(Disclosure: therapy has been tried, got nowhere. On the list for NHS therapy again now. Cannot afford private. Considering talking to anyone I know non-anonymously makes me feel like life won't be worth living.)
For 2 years, I have got into a cycle of needing to 'start fresh' in life, with the view of on a certain date starting a new version of myself and perfect life. This has become a rapid cycle.
This cycle is always the same.
- Decide a certain date is going to be the 'new start' (and really believe this will be for the rest of my life)
- spend a few days in a slump because I haven't 'started' yet. This will include isolating myself, not washing, having a messy house, getting behind on work, cancelling on activities, usually short of patience and 'doom scrolling'
- then go into full 'preparation' mode where I clean my entire house, put loads of effort into my appearance, organise my whole phone, impulsive purchase things/impulsive book beauty appointments, spend time making visions (either physically writing down or mentally thinking) about my perfect life and what it'll look like (including what my personality will be)
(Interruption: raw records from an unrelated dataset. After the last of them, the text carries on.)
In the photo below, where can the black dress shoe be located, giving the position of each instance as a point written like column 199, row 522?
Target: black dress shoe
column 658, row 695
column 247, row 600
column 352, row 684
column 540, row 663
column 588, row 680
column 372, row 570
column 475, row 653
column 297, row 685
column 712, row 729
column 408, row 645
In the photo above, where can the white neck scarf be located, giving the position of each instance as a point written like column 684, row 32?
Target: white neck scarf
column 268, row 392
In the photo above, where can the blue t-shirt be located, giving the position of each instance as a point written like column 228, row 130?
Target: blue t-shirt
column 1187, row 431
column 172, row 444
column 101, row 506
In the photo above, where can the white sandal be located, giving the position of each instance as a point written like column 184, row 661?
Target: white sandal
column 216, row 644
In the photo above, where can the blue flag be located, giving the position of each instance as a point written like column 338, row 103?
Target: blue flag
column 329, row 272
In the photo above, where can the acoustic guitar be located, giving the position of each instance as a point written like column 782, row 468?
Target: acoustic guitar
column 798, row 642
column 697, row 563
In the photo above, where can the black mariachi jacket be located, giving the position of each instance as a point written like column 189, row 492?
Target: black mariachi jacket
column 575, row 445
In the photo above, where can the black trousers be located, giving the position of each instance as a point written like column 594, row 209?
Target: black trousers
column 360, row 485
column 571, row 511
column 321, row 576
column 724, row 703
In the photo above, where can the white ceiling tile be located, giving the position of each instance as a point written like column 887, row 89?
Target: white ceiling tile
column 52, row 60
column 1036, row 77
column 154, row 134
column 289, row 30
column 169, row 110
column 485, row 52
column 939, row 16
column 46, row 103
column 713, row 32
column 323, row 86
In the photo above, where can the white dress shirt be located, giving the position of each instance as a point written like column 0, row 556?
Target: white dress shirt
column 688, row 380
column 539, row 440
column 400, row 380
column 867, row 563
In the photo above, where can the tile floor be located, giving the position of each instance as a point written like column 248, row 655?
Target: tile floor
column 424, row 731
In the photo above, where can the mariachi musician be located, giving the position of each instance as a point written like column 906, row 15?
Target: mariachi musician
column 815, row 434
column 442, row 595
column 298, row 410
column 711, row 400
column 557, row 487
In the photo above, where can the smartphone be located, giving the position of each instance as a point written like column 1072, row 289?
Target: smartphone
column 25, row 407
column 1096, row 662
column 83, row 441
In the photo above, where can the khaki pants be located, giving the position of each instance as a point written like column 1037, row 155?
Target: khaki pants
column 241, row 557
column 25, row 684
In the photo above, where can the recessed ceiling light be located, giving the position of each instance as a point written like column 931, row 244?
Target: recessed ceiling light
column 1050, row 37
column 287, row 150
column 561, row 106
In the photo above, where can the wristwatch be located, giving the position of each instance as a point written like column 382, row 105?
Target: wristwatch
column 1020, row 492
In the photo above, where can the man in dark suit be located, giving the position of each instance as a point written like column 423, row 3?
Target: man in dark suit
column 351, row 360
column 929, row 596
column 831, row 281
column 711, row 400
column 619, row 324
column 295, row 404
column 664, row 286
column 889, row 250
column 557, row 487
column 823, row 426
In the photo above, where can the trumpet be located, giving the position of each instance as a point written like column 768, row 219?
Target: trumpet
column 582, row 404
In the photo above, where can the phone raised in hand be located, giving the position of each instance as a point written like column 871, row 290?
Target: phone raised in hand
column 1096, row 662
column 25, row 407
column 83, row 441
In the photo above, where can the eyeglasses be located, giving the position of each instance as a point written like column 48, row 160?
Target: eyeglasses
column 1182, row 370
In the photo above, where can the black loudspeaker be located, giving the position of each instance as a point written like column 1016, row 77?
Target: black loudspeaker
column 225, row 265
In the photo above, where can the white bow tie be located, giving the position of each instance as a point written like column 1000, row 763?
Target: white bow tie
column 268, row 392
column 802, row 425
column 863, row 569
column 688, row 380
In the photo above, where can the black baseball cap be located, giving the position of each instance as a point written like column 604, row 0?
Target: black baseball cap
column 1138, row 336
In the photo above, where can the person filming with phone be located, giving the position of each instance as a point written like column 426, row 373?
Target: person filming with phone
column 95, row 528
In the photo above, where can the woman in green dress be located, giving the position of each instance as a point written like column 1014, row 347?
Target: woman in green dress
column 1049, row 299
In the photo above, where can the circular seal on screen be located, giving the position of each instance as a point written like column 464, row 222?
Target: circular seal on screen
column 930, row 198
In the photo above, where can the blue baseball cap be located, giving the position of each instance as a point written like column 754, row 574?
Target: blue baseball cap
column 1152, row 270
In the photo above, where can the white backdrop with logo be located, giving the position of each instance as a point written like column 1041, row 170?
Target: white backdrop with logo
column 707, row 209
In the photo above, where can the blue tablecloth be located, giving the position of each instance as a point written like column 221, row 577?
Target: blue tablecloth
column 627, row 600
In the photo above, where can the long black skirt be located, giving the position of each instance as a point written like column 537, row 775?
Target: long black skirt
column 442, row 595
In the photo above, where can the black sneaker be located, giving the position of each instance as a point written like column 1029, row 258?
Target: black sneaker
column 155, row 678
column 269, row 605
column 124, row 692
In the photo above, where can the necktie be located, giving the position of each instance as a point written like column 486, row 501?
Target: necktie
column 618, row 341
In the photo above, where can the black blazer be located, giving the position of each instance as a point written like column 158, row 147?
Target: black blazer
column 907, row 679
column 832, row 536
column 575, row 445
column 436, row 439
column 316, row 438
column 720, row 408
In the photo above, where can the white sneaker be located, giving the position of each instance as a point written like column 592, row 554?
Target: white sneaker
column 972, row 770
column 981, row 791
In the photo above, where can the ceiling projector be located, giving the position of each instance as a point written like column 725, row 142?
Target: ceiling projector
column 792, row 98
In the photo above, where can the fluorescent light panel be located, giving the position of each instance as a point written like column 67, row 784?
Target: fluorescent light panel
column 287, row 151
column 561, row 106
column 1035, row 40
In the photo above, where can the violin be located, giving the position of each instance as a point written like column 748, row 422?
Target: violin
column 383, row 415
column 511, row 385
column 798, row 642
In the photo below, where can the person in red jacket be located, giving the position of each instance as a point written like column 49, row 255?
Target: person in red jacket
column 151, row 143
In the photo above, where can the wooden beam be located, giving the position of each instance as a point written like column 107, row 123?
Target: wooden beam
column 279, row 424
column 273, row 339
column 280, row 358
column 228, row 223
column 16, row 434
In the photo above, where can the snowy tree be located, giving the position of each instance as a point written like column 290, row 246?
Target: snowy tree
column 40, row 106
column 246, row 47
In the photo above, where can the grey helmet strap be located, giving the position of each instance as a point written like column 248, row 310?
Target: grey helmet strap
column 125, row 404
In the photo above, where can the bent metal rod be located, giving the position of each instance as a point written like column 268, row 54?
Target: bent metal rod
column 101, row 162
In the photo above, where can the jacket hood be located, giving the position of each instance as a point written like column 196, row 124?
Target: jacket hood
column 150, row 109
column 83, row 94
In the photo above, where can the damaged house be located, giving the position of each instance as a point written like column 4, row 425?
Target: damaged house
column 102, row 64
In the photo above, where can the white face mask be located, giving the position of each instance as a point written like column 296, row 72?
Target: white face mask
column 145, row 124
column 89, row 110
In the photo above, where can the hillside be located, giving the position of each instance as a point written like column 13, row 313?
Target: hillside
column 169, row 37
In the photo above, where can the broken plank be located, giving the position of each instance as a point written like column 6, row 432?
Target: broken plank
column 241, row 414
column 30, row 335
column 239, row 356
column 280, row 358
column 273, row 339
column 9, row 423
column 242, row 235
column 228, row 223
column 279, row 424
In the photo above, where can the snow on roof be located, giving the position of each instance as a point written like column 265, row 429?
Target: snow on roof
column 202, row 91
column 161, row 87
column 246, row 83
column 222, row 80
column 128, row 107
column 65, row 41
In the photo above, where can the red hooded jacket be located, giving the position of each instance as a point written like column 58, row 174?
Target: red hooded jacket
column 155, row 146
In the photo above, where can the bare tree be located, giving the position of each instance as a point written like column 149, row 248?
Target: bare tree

- start said 'perfect' life. Have something 'set me off' (usually the same day) that essentially means I've 'failed' (this can be ANYTHING, a slight thing I haven't liked about the way I've spoke, feeling like I've walked in a strange stance, thinking a thought that doesn't fit my planned vision of myself, getting slightly impatient with my DC). Decide to give up and change the date of the start of my 'perfect life' (usually between 1-10 days ahead).
And then repeat.
It's really mental to me because it has gone on so long now that it's having a HUGE effect on my life. It's almost like I live like a zombie, just numb, either in a phase of trying so hard to be 'perfect' that nothing feels authentic, in a slump so that nothing matters or desperately trying to 'prepare' for my new start that I can't even focus on anything else. It's caused to me have a lot of absence from work, a lack of memories, a lot of missed opportunities to memories, ruined social relationships, strain on my relationship... I also think it's definitely made me lose sight of who I even am as a person. I KNOW how much of an effect it's having but I just feel like I can't stop doing it. Every time I fully believe that 'this is it, this is the last time!'.
My therapy should be restarting in the next couple of months. I brought this up last time I went (which was really difficult for me to speak about) and it was very much dismissed and brushed over despite how severe the effect has been.
I've never seen anyone talk about anything similar. I don't want to speak to anyone personally about it so maybe it's a long shot but I'm seeking opinions on it. Maybe I sound really stupid and I'll get absolutely flamed, I think if I wasn't dealing with it and I read it then my first thought would be 'well, just stop' so I get it... I'm just curious.